A graphically based machine learning approach to predict secondary schools performance in Tunisia

Periodical
Socio-Economic Planning Sciences
Volume
70
Year
2020
Relates to study/studies
PISA 2012

A graphically based machine learning approach to predict secondary schools performance in Tunisia

Abstract

The main purpose of this paper is to identify the key factors that impact schools' academic performance and to explore their relationships through a two-stage analysis based on a sample of Tunisian secondary schools. In the first stage, we use the Directional Distance Function approach (DDF) to deal with undesirable outputs. The DDF is estimated using Data Envelopment Analysis method (DEA). In the second stage we apply machine-learning approaches (regression trees and random forests) to identify and visualize variables that are associated with a high school performance. The data is extracted from the Program for International Student Assessment (PISA) 2012 survey. The first stage analysis shows that almost 22% of Tunisian schools are efficient and that they could improve their students' educational performance by 15.6% while using the same level of resources.
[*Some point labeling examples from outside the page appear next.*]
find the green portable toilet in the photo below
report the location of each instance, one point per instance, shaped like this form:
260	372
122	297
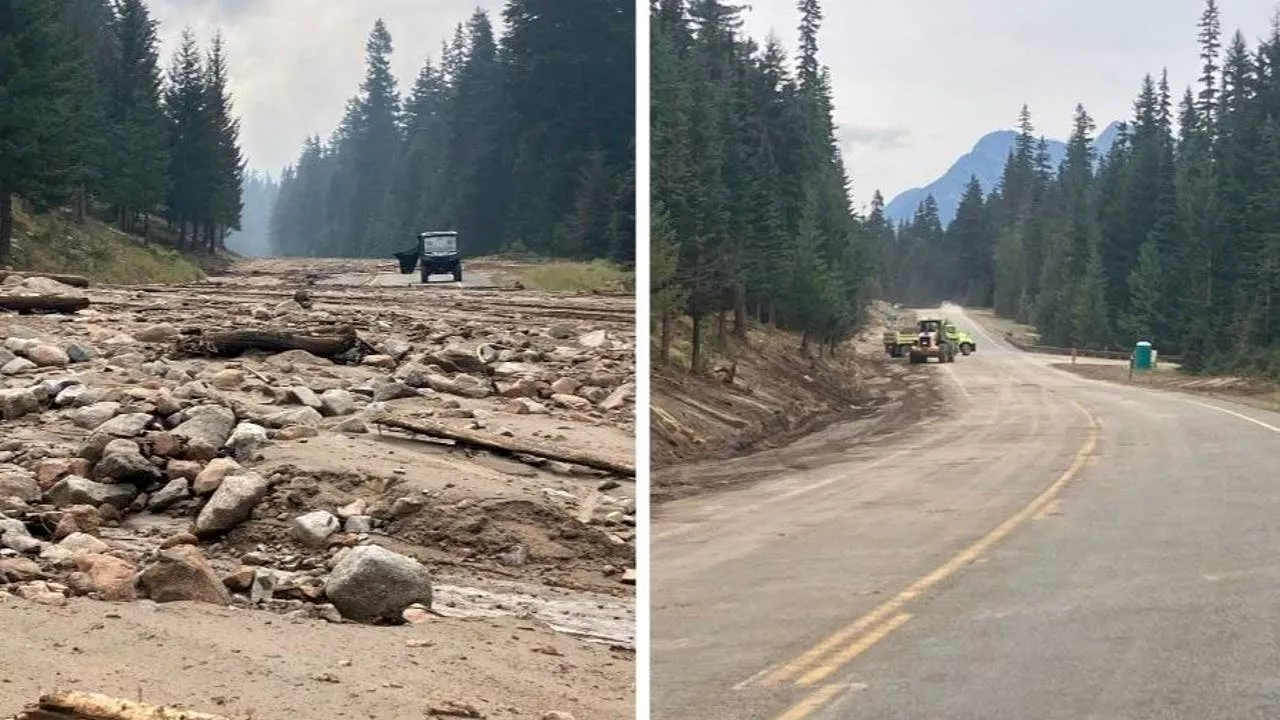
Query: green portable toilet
1142	356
Regression trees findings indicate that the most important factors associated with higher performance are school size, competition, class size, parental pressure and proportion of girls. Only, school location appears with no impact on school efficiency. Random forests algorithm outcomes display that proportion of girls at school and school size have the most powerful impact on the predictive accuracy of our model and hence could more influence school efficiency. The findings disclose also the high non-linearity of the relationships between these key factors and school performance and reveal the importance of modeling their interactions in influencing efficiency scores.